So, are tax-exempt bonds for infrastructure ruled out forever? Where would infrastructure funds come from?
Well, yes--but not definitely.
Scenario not foreseen
The ESDC said Monday that it ultimately "decided not to pursue that type of financing."
Does that mean that it's been ruled out for ever, I asked the ESDC, noting that the Inducement Resolution for BALDC sets out a Public Improvement Project to be financed by tax-exempt bonds. Is that Public Improvement Project off the table? If so, does BALDC have to rescind part of the resolution?
"ESDC does not foresee a scenario in which the abandoned financing structure would be taken up again," responded spokeswoman Elizabeth Mitchell. "Even so, there is no formal action required of the BALDC with respect to the Inducement Resolution."
As I read it, "does not foresee" does not preclude the possibility of issuing such bonds. And the term "abandoned financing structure" belies the fact that the financing structure was approved in September, not so long ago.
(Given the time involved in marketing bonds, I hardly think--as a few readers have suggested--that my report Monday prompted the ESDC to abandon the plan to use tax-exempt bonds for infrastructure. Still, it's odd that the ESDC was not prepared to answer queries last week, albeit as a holiday weekend approached.)

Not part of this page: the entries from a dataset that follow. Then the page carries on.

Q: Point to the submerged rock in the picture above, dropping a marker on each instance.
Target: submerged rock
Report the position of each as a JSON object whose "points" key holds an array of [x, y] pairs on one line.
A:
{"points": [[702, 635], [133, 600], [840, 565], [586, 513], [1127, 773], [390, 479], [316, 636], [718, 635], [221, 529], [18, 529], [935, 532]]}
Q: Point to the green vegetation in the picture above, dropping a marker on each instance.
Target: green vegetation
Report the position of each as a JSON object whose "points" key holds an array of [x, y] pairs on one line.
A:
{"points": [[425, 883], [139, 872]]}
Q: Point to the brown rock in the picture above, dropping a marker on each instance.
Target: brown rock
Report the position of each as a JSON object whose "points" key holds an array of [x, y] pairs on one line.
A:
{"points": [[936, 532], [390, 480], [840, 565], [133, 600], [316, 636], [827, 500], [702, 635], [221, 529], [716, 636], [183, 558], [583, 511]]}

Where the funding would come from
So, without tax-exempt bonds, how will the infrastructure be financed? As noted, there seems to be a major funding gap.
"The funding for the entire project will be a combination of tax-exempt bonds, New York State funds, and New York City funds," Mitchell responded. "Any additional funding required will be made available by Forest City Ratner Companies."